I am 10+ YOE in full stack, east coast,. Currently working remote in a larger but not "FAANG" tech company basically everyone has heard of/knows. Decent comp. But a few years back took a position on a more front-end concentrated team and just after it felt like AI stuff took off and now I feel regret. In my head it seemed like a slight risk at the time to lean a bit more on the front-end side but in this market now it feels pretty much like it was not a great choice.
I genuinely am interested in building things with AI. I am one of those perhaps crazy people who thinks it is going to fundamentally change the world. I would like to dive deeper and be building it as my day job and since I am not it also feels like I am getting left further behind besides just not getting to work on it.
I have been working on AI side projects but I guess nothing too extreme. Doing a udemy course. Working on an MCP server at work.
I know I am not alone but getting basically no traction when I apply anywhere. I am scratching my head because the vast majority of the job postings are asking for people who have been building AI systems for 2-4+ years already.... which to me seems like an incredibly small amount of people worldwide no? And they seem to all pull in different directions of AI (RAG, MCP, agent training, cloud service hookup, etc.) that I also get a bit confused on where my best use of limited free-time to study is.
I'm willing to take a paycut to an extent and go back to commuting so I don't feel particularly picky.
Any thoughts?
ninetofivedev@reddit
Easiest way to learn ai is to just setup Claude code or codex or cursor and start building some shit.
I prefer Claude code. Never leave the terminal. Combine ancillary knowledge from other sources with the AI tool itself.
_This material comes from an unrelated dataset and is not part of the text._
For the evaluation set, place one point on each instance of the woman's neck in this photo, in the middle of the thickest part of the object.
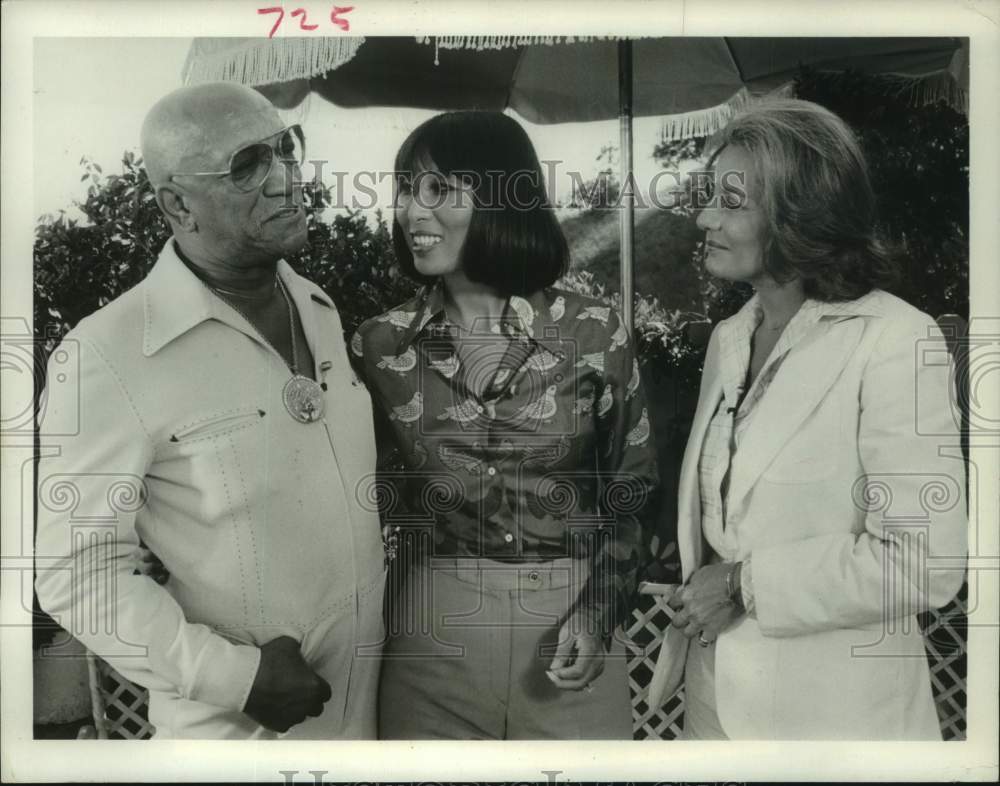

One thing people, especially this sub, don’t give Ai credit for is that it’s actually a really useful tool for incrementally and precisely explaining something to you.
Overtime, you’ll figure out how to be more and more productive.
As for building Ai products, there is basically the LLM training side of things, which requires a pretty deep understanding of LLMs in general.
And then there is prompt engineering. You call an api like bedrock and basically just wrap your software up in their model.
juggernawddy@reddit
I guess im the opposite. I don’t see learning as an easy thing. I don’t think there are any shortcuts. Helpful tools sure, but etching deep understanding of something into my brain must be done by force. Ever code in pencil? Seems silly, but give it a shot, might be surprised how much you don’t actually know or understand something into
Idea-Aggressive@reddit
Are you sure you’re giving correct advice to this person? E.g. RAG is irrelevant today.
Gloomy_Cicada1424@reddit
Frame yourself as a strong product engineer adding AI features, not an AI researcher. Build 2-3 complete demos with RAG/evals/deploy, then make clean case-study pages. I’ve used Runable for that part because nobody reads messy repos deeply.
itix@reddit
2-4+ years of experience in AI sounds insane. It only got good recently, and I have been using AI for only 1-2 months. And I am on the AI front lines at our company. Idk, I feel we here in Europe are always lagging in new tech.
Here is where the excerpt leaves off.